Significance of the Topic

The quantification of phosphorus, sulfur, silicon and chlorine at ultra-trace levels is critical for semiconductor manufacturing, high-purity chemical production and stringent quality control. These non-metallic impurities exhibit high ionization potentials and are prone to polyatomic spectral interferences, challenging conventional ICP-MS techniques. The development of triple quadrupole ICP-MS (ICP-QQQ) with MS/MS capability offers enhanced interference removal and sensitivity to meet industry demands for reliable trace analysis.

Objectives and Study Overview

This application note evaluates the performance of the Agilent 8900 ICP-QQQ in MS/MS mode for measuring P, S, Si and Cl at ultra-low levels in ultrapure water (UPW) and high-purity hydrogen peroxide (H2O2). The goals are to demonstrate sub-ppb detection limits, low background equivalent concentrations (BECs) and robust interference elimination using optimized reaction cell conditions.

Methodology and Instrumentation

• Instrument: Agilent 8900 Triple Quadrupole ICP-MS (#200, semiconductor configuration) operated in MS/MS mode, employing Q1 and Q2 mass filters to control cell chemistry and reject unwanted ions prior to the collision/reaction cell.
• Sample introduction: PFA concentric nebulizer, quartz spray chamber, quartz torch, platinum interface cones. Overnight rinse with 1% HNO₃ and plasma warm-up ensured system cleanliness.
• Operating parameters: RF power 1500 W; sampling depth 8.0 mm; carrier gas 0.70 L/min; makeup gas 0.52 L/min; extraction lenses 4.0 V and –210 V; Omega lens bias –80 V; Omega lens 8.0 V.
• Reaction cell tuning: – O₂ mass-shift mode for P and S (mass pairs 31→47, 32→48), O₂ flow 0.41 mL/min, OctpBias –3 V, KED –8 V, axial acceleration 1 V, cell exit –90 V, deflect 8 V. – H₂ on-mass mode for Si (28→28), H₂ flow 5.0 mL/min, OctpBias –18 V, KED 0 V, cell exit –70 V, deflect –6 V, plate bias –60 V. – H₂ mass-shift mode for Cl (35→37), H₂ flow 5.0 mL/min, OctpBias –18 V, KED 0 V, cell exit –70 V, deflect –6 V.
• Reagents and calibration: Single-element standards (SPEX CertiPrep) diluted in UPW (ORGANO). High-purity HCl for Cl standards. Standard addition calibration with 1% TMAH rinse for Cl analyses. Integration time 1 s per isotope.

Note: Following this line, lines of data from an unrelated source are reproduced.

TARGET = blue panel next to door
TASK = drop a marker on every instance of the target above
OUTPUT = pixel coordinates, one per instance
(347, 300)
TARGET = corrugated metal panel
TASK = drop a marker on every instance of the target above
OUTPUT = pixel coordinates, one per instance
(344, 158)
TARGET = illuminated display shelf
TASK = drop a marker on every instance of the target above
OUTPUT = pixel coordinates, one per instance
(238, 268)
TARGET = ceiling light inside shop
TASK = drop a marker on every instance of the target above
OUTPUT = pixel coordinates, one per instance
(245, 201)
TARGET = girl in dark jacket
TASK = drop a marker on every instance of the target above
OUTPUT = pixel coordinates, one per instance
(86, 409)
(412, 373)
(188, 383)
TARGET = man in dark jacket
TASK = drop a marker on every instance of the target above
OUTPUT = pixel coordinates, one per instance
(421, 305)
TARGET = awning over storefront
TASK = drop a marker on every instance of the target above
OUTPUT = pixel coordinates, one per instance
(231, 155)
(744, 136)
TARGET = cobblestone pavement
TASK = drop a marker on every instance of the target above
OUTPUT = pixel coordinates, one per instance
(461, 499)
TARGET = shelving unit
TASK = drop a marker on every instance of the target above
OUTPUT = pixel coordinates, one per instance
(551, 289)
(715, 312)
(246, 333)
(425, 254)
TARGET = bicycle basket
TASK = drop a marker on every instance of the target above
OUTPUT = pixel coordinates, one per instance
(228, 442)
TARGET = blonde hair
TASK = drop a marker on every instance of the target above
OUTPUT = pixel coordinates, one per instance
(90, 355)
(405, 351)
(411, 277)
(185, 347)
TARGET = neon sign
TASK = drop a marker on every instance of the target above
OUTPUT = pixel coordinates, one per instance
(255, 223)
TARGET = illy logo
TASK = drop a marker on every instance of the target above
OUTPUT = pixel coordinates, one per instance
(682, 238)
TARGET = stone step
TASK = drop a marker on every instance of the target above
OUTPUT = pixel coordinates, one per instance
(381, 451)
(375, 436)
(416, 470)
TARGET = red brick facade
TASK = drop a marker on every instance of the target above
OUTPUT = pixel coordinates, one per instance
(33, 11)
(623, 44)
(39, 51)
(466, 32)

Key Results and Discussion

Good linearity was observed at sub-ppb levels for P, S, Si and Cl in UPW and for P, S and Si in H2O2 using standard addition. Detection limits (3σ of blank, 1 s integration) and BECs were as follows:

• UPW: P BEC 10.5 ppt (DL 3.3 ppt), S BEC 75.4 ppt (DL 5.5 ppt), Si BEC 259 ppt (DL 14.7 ppt), Cl BEC 1.83 ppb (DL 0.28 ppb).
• H2O2: P BEC 16.2 ppt (DL 2.3 ppt), S BEC 244 ppt (DL 12.5 ppt), Si BEC 492 ppt (DL 18.8 ppt).

The MS/MS configuration effectively eliminated major polyatomic overlaps (e.g., 16O2+ on S, 14N16O+ on P, 14N2+ on Si, 16O18O1H+ on Cl), yielding the lowest reported BECs for these elements in UPW.

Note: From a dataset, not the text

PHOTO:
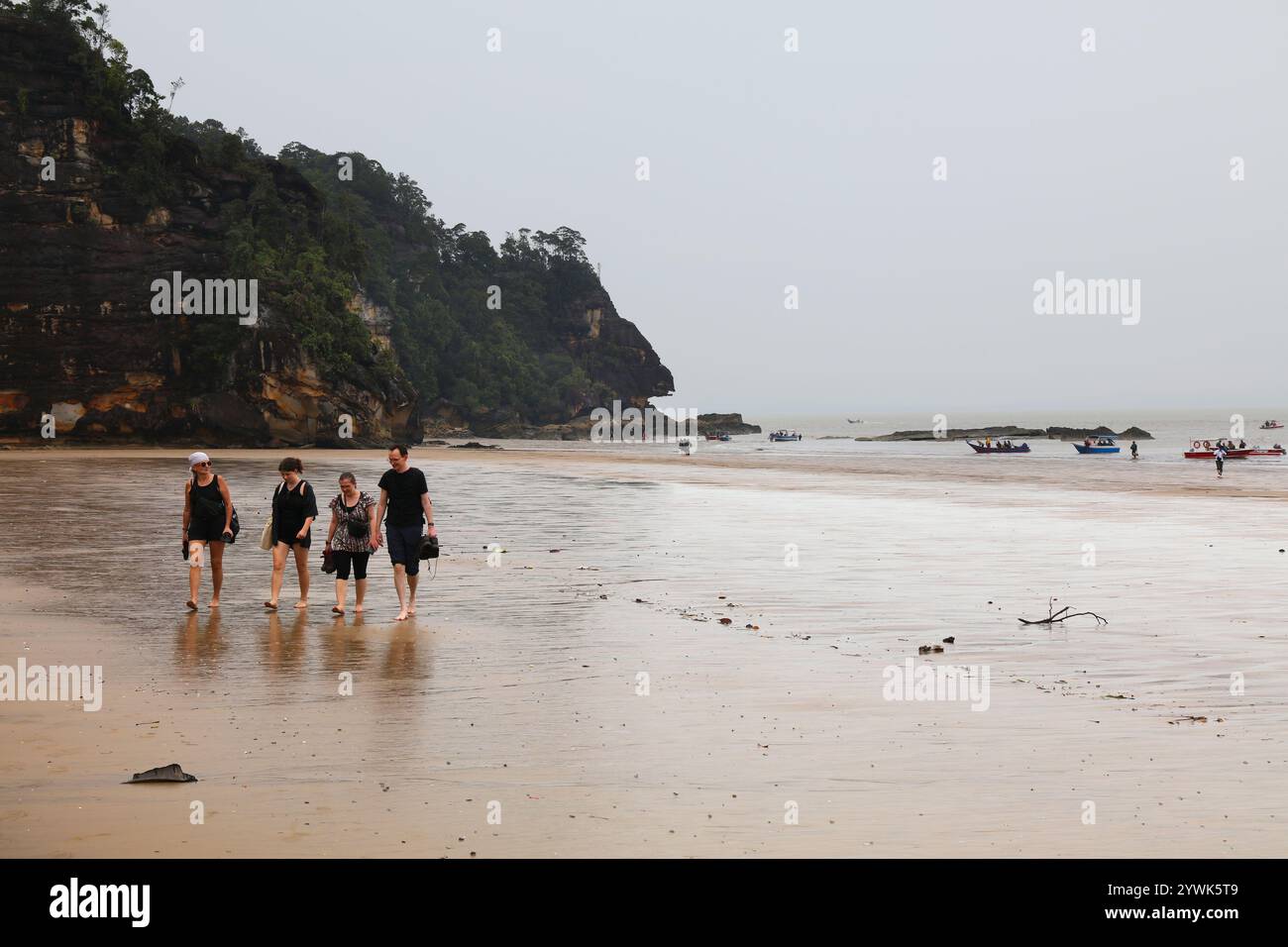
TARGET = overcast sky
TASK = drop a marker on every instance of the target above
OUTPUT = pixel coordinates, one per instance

Benefits and Practical Applications of the Method

• Reliable interference removal via dual mass filters and tailored reaction cell chemistry.
• Sub-ppt detection limits enabling trace impurity monitoring in semiconductor-grade chemicals.
• Simultaneous multi-element analysis of non-metallic contaminants in ultrapure matrices.
• Robust workflow suitable for QA/QC laboratories requiring high sensitivity and throughput.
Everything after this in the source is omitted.